Num momento de refúgio, talvez, ela se apaixonou. Se apaixonou por uma menina. Nada tradicional, nada fácil se relacionar com alguém do mesmo sexo, já dizia ela. Mas era forte, ela não se contém quando o assunto é sua paixão. E a vontade de ter essa pessoa do seu lado, para pular as barreiras que insistiam em aparecer cada vez mais altas e indestrutíveis aos que não amam, aumentava. Não sabia como havia se apaixonado pela pessoa que ela menos imaginaria, e como uma amizade tão forte como essa pudesse se misturar com outros sentimentos, reagir e transformar a vida de ambas.”Como me apaixonar por uma pessoa que nunca beijei, e nem ao menos toquei? “ pensava ela constantemente, enquanto ouvia músicas que lembravam momentos.
A outra não queria, renegava, dizia que não podia e que não tinha cabimento essa paixão repentina, até porque ela não se imaginava com uma menina. Mas o que ela não sabe é que esse sentimento já vem de muito tempo, dos primórdios da amizade, a cada telefonema, conversa, sorriso, palavra de afeto, enfim, tinham uma conexão que ela acreditava ser o amor. Ela insistiu, insistiu, até que conseguiu através de músicas, palavras, e a mais pura sinceridade de um coração que já batia descontroladamente, fazer com que a opinião dela mudasse em relação ao amor. O normal não existe e nunca existiu quando o assunto é o coração.
Ela acha que não vive sem a sua menina, sabe que é com ela que quer viver por muito tempo. Pode não ser pra sempre, mas quer tentar até o final, até enjoar de seu rosto e mandá-la pro inferno. E ela luta, está lutando até hoje pra se encaixar na Terra..e que vá à merda todos que vivem e tentam sobreviver nela, por que o seu mundo agora tem um nome lindo, o melhor perfume, o melhor sorriso,uma voz estremecedora e o relacionamento mais oscilante do que a carreira da Britney Spears.

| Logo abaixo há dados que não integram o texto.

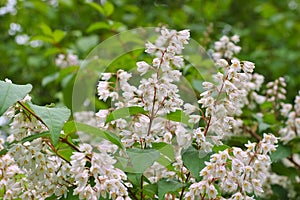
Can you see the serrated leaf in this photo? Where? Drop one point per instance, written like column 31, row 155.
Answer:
column 194, row 159
column 125, row 112
column 54, row 118
column 11, row 93
column 167, row 186
column 140, row 159
column 97, row 26
column 100, row 133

Ela ama, se apaixona todos os dias e venera essa menina, e não quer saber mais se o mundo está uma desordem, se todos a olham estranhamente ou se ela está mesmo vestida, como ela antes se importava. Abstrair é uma boa saída pra se viver mais estável com o mundo e amar...Ah! sei lá, amar é amar.Você não pensa, você age, você estar voando constantemente, se arrepia só de ouvir um “eu te amo” vindo da pessoa que espera. É como se cada dia fosse o mesmo dia do começo da paixão. Viver ela, sorrir com ela, ajudá-la. Enfim, qualquer forma de amor é bem-vinda, e quem quiser que se mate por aí, porque eu estou amando por aqui.